When I was starting my career, in a “traditional” organization, there were different departments.
In a basement with no natural light, affectionately called the dungeon, we had System Administrators performing magic on Linux. In another area of the dungeon we had developers, bashing out reams of code at a rate of 1000 lines a minute. It smelled like pizza and worse.
On another floor, a little further up with a view of the car park, we had our testers. The developers would code, then send it over to the testers.
All of this was known as “Waterfall,” and we came to the conclusion in 2001 that this didn’t work too well. That’s how the Agile Manifesto was born. (Did you know 8th Light hosts this?!)
Along came DevOps, based upon the principles of Agile to address shortcomings of separate “Operations,” “Development,” and QA teams. The benefits have been well researched and documented in books such as “Accelerate”.
Amazon Web Services (AWS) defines DevOps as: “the combination of cultural philosophies, practices, and tools that increases an organization’s ability to deliver applications and services at high velocity.” They go on to describe DevOps as:
“development and operations teams are no longer “siloed.” Sometimes, these two teams are merged into a single team where the engineers work across the entire application lifecycle, from development and test to deployment to operations, and develop a range of skills not limited to a single function.”
DevOps addresses the problems with silos and improves the frequency of code deployments, hence giving clients the features they want quicker.

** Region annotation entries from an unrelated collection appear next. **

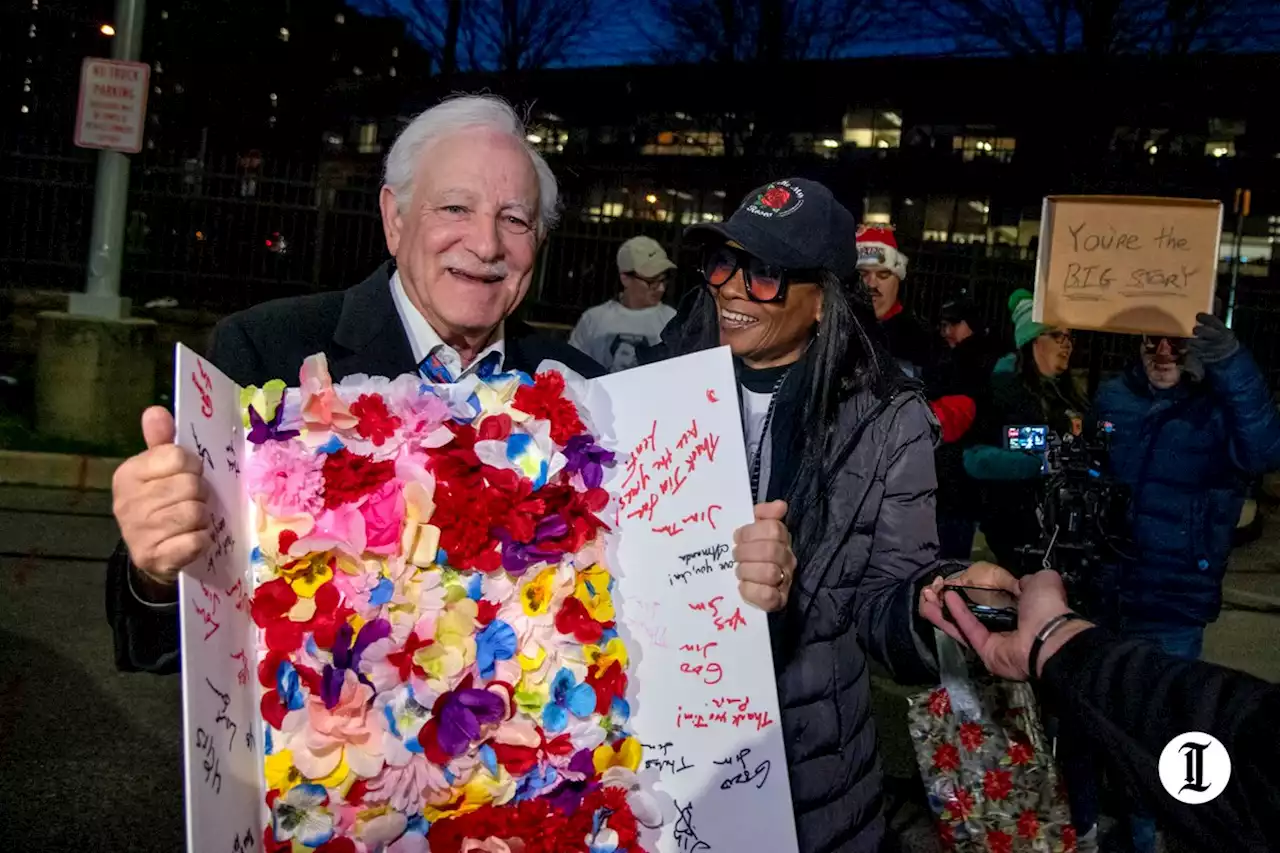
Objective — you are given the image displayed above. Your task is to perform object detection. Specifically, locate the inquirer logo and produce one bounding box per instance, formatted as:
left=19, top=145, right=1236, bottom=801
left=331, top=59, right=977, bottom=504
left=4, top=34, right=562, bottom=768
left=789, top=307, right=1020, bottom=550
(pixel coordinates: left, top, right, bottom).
left=1160, top=731, right=1231, bottom=806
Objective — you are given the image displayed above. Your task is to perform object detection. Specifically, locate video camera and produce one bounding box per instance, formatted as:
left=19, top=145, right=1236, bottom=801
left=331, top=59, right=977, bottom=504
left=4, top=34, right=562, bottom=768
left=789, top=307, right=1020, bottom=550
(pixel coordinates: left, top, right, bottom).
left=1005, top=416, right=1133, bottom=619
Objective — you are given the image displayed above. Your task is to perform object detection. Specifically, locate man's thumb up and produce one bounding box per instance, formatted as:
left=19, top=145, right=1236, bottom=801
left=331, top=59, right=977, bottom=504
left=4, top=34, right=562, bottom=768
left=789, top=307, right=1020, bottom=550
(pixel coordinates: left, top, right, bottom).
left=142, top=406, right=175, bottom=450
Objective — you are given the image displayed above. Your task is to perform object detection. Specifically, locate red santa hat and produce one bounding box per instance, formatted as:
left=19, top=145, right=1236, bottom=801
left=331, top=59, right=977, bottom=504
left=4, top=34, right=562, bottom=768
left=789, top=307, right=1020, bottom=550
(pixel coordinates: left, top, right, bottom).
left=858, top=225, right=906, bottom=279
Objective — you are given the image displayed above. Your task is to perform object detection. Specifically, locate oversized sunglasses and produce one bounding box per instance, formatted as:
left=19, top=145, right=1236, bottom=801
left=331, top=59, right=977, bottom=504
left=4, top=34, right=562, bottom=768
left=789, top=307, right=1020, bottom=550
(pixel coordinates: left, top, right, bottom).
left=1142, top=334, right=1187, bottom=356
left=703, top=246, right=814, bottom=302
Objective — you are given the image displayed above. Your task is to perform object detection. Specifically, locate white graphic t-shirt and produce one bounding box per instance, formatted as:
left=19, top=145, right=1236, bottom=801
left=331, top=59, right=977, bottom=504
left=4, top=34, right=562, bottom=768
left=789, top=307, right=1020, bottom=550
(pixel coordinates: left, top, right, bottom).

As a practice, DevOps changed the way a lot of folks throughout the delivery cycle work on projects. DevOps also introduced the need for specialists who focus on monitoring and responding to the fundamental challenges that the practice exposed.
In this article I will talk about Site Reliability Engineering, what it means and where it comes from, and provide an overview of the metrics and tasks that Site Reliability Engineers focus on, and how they help teams work together and create a more reliable application.
Site Reliability Engineering
Site Reliability Engineering is a practice invented by Google and popularized in the book of the same name. They took the principles of DevOps and created a role based upon them. It has been said that if you could describe it with Java code, then DevOps would be an interface, then SRE implements that interface.
As the name suggests, Site Reliability Engineer is a specific role that allows engineers to focus on the reliability of the service. It is not a new name for a “DevOps Engineer,” which in turn was not a new name for a “System Administrator.” So how do we know if we should focus on reliability?
No service is 100 percent reliable. Expectations of 100 percent reliability are unrealistic. Your favorite restaurant is not 100 percent reliable. Most of the time you’re happy with the service and the quality of your Chicken Jalfrezi. If 1 out of 20 times the service is slow, you’re probably going to forgive the transgression and go back. If however, they get a new chef and the quality goes down, you stop going.
Similarly, the mobile network infrastructure is not 100 percent reliable. If it were possible for your favorite e-commerce site to have 100 percent uptime,, you wouldn't experience that on your smartphone because you’re reliant on a mobile network that isn’t 100 percent reliable.
Because we tolerate a level of unreliability, we need to know what the threshold is. The users of your service are the ones who tolerate it, so any metrics must capture their point of view.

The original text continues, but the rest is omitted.